With New Year’s Eve just around the corner, you may be thinking about heading out for some fun with your friends. If your plans include drinking, though, you must be careful not to drive. After all, Wisconsin has some tough penalties for operating a vehicle while intoxicated.

If you drive drunk, you are apt to find yourself in handcuffs. While never driving after you have been drinking is a way to avoid legal trouble, you should also understand how OWI arrests typically occur. 

Roadside stops 

Law enforcement personnel must enforce traffic laws. As such, if they suspect a driver is not following certain provisions, they may stop the vehicle to either confirm or dispel their suspicions.
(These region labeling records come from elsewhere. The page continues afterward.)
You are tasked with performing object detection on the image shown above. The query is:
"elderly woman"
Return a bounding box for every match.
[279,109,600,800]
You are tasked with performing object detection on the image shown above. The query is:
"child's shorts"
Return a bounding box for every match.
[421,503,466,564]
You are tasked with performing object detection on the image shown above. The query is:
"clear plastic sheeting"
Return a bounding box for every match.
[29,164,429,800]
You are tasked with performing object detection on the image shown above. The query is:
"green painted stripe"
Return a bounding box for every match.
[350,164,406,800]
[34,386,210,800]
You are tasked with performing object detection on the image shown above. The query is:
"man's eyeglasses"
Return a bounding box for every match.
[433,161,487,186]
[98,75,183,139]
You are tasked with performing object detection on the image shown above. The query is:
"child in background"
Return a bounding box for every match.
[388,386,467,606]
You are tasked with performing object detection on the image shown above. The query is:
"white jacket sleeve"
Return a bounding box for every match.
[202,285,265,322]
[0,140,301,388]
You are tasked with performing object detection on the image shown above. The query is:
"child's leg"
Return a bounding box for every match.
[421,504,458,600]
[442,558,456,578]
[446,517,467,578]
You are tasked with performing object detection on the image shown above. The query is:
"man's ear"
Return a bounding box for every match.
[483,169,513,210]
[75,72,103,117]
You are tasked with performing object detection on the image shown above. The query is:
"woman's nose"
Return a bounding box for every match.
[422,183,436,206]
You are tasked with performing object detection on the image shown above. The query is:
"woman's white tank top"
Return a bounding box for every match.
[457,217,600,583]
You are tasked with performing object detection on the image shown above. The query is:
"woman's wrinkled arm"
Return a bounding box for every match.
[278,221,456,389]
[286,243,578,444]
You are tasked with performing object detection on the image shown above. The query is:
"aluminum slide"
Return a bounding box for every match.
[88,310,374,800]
Before doing so, they must have reasonable suspicion that you are violating the law. Reasonable suspicion does not have to be much. Officers also do not need to suspect that you are driving drunk. Even a broken taillight or missed signal are probably sufficient.

Observed conduct 

In Wisconsin, you do not have to be driving to face arrest for an OWI offense. On the contrary, state statutes contemplate that operating a motor vehicle involves any conduct that shows control over the vehicle. If, for example, you start your car and sleep in the driver’s seat, you have probably met the elements of an OWI. Accordingly, if officers observe this type of conduct, you may need to aggressively defend yourself against OWI charges. 

Sobriety checkpoints 

If you frequently travel outside the Badger State, you may eventually see a sobriety checkpoint. Police use this enforcement tool to check the sobriety of all drivers passing a certain stretch of roadway. Sobriety checkpoints are not legal in Wisconsin, as a state statute expressly prohibits them. Therefore, officers should not arrest you for an OWI at a sobriety checkpoint.

To avoid the legal consequences of an OWI, you should not drink and drive on New Year’s Eve or any other time. Nonetheless, by understanding how OWI arrests usually happen, you can better plan for staying out of jail.